Burada yabancıdan nefret artık içselleşmiştir. Kendinden en küçük bir farklılığa tahammül edemez artık kişi, onun kodları değiştirilmiştir. Sağ radikal ile dinci radikal aynı noktaya varırlar bu konuda: Kendi ırklarından, kendi dinlerinden olmayan kişi ölüme layıktır. Radikallik en uç noktasına varmıştır. Dinci radikal intihar eylemi bile yaparken, kendisini kahraman olarak görür ve cennete gideceğinden emindir. Sağ radikal ise kendi eylemini yine kahraman olarak görür, o saf ırkını korumak için kendisini riske atmakta olan bir kahramandır kendi gözünde. Bütün radikaller bu kahramanlık tacıyla onurlandırılmak isterler. İşte onlar kendilerini feda etmektedirler. Aslında toplumda onlardan nefret eden büyük kesimi görmezler, bunun farkında bile değillerdir. İnsanlıktan çıktıklarını bile görmezler.

Öte yandan siyasal İktidarı elinde bulunan otorite de, böylesi kişiliklere ihtiyaç duyar, onları kendi siyasal iktidarın devamı için kullanır. Nazilerden günümüze Ortadoğu’daki totaliter rejimlere kadar bu böyledir. Siyasal iktidarlar, özellikle totaliter rejimlere sahip ülkelerde kendi radikal taraftarlarına yol verir, onları silahlandırır, ya da silahlanmalarına göz yumar. Bunları her zaman yedek güç olarak bir kenarda tutar. Bilir ki sadece asker ve polis, militer güç iktidarda kalmak için yeterli değildir. Halkı bölmek, birbirine kışkırtmak ve kendi fanatik taraftarlarını yaratmak durumundadır kendi açısından.
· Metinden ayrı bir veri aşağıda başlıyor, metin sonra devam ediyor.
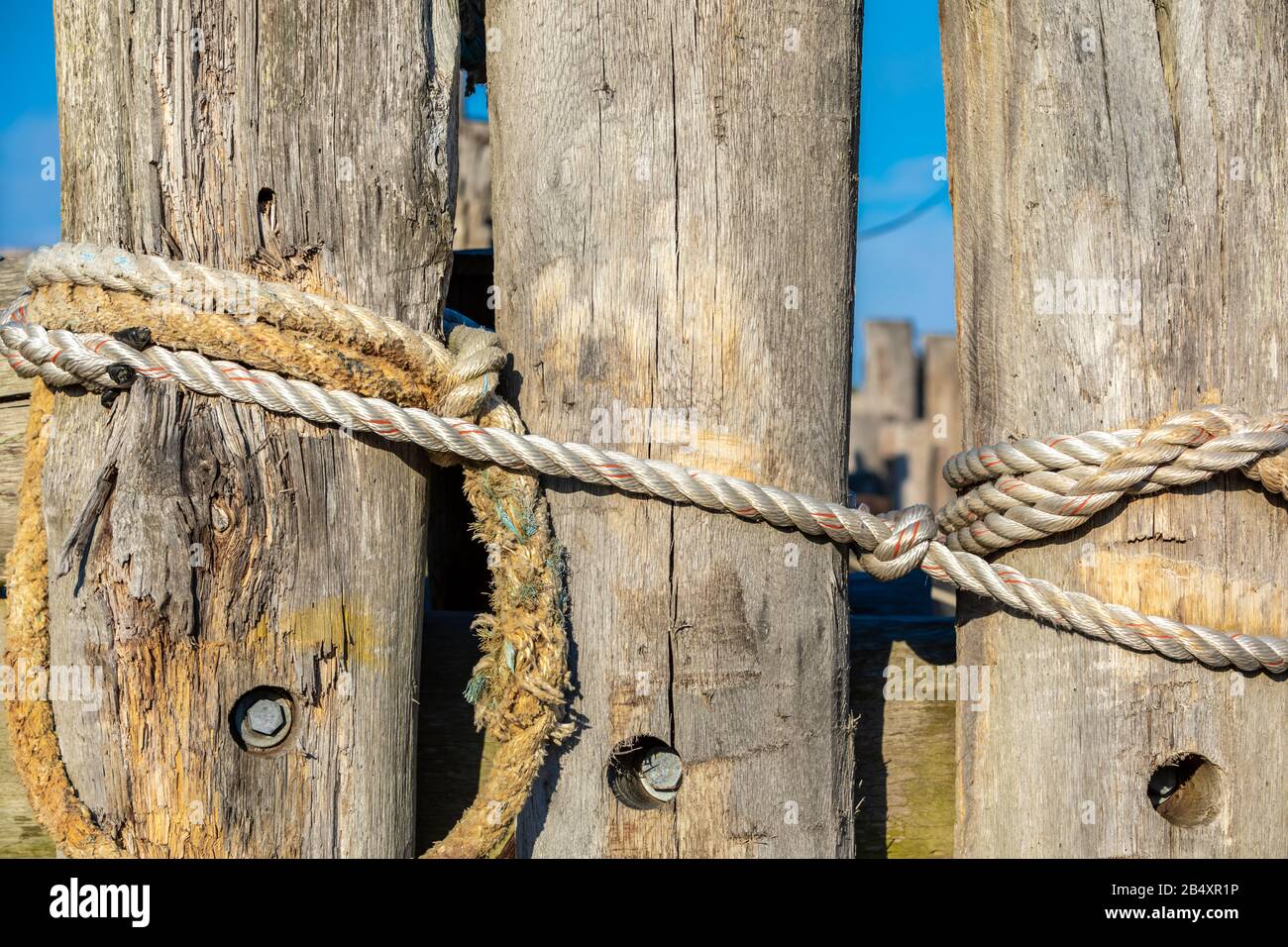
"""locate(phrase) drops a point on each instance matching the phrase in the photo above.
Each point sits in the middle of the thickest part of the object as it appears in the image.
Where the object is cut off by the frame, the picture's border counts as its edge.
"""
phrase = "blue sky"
(902, 273)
Bunu da yaparken kendine acındırmanın yanısıra, mağdur rolü oynamak, tüm dünyanın kendi ülkelerini kıskandığını, düşmanlık yaptığını sık sık işler.

Din ve milliyetçilik bu politikaların ana iskeletini oluşturur. En güçlü manipülasyonlar bu simgeler üzerinde yapılır.
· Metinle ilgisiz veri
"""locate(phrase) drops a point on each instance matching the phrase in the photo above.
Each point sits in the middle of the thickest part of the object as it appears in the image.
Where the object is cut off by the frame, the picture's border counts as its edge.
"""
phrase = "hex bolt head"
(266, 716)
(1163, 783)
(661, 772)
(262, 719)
Böylelikle kişi içindeki şiddeti açığa çıkarırken, siyasal otoriteye sığındığı için bunun sonuçlarından zarar görmez ya da en az zarar görür. O kendisini siyasal otoritenin kucağında olmasına karşın kahraman olarak hissetmektedir. Aynen Hrant Dink’ı vuran katilin kendisini kahraman olarak gördüğü gibi. Hatta Emniyet’teyken sorguda polisler de ona sanki bir katil değil de, bir kahramanmış gibi davranmaktadırlar. Böylece kimlik sorunu yaşayan ve çocukluğundan gelen çatışmaları içinde barındıran, kendini değersiz hisseden kişi bir anda kendini feda ettiğini, vatansever bir eylem yaptığını düşünerek bazılarının gözünde ve kendi gözünde kahraman mertebesine yükselir. Aynı intihar eylemleri yapanların psikolojileri gibidir bu durum.
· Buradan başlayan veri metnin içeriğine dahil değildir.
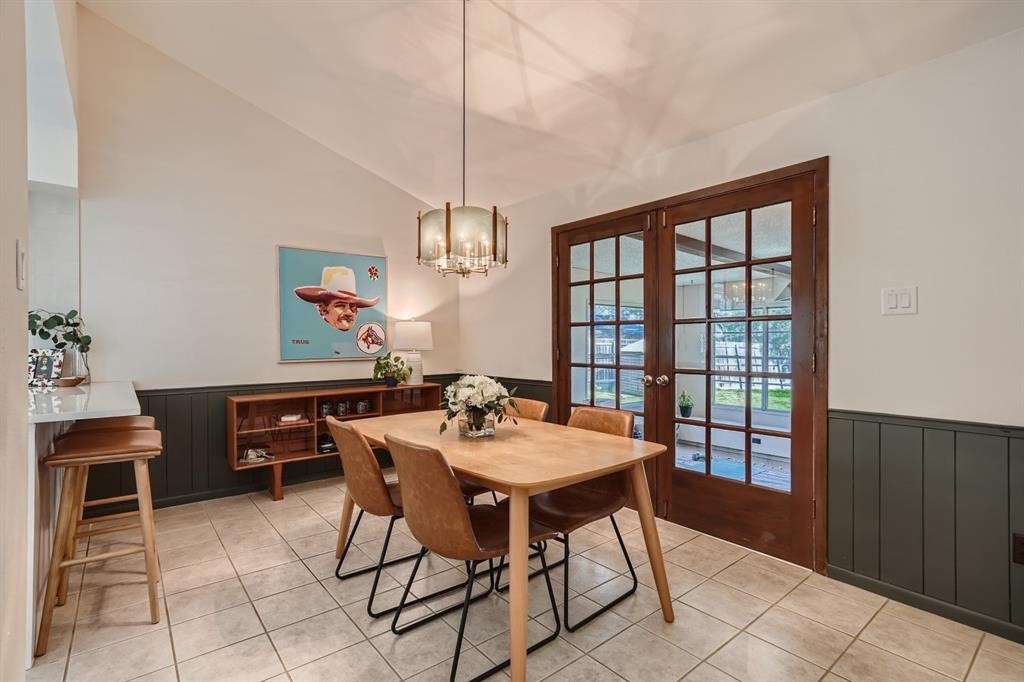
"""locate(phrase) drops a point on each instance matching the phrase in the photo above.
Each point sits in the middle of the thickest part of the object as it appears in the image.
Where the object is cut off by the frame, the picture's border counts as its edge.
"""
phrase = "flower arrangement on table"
(477, 402)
Bu kişilik, şiddeti kullandığı ve bir gruba, kuruma ya da  devlete, siyasal iktidara ölçüde kendisini kimlik sahibi ve değerli hissedecektir.

Erol Anar

[1] Arno Gruen: “Demokrasi Mücadelesi, Radikalizm, Şiddet ve Terör”, Çitlembik Yayınları, İstanbul, 1. Basım 2010, sayfa 83-84.

[2] Gruen, age, sayfa 20.

[3] Erich Fromm: “İtaatsizlik Üzerine Denemeler”, Çeviri: Ayşe Sayın, Yaprak Yayınları, İstanbul, 1987, sayfa 10.

[4] Gruen, age, sayfa 16.

One thought on “İtaat, Otorite ve Kendine Acındırmak

  1. Yazılarınızı ilgiyle okuyorum ..Bilgi paylaşıldıkça güzeldir.Sizde bunu yapıyorsunuz.Kaynakça göstermeniz benim için çok faydalı oluyor. Teşekkür ederim.

Leave a Reply

Your email address will not be published. Required fields are marked *

erol anar
error: Content is protected !!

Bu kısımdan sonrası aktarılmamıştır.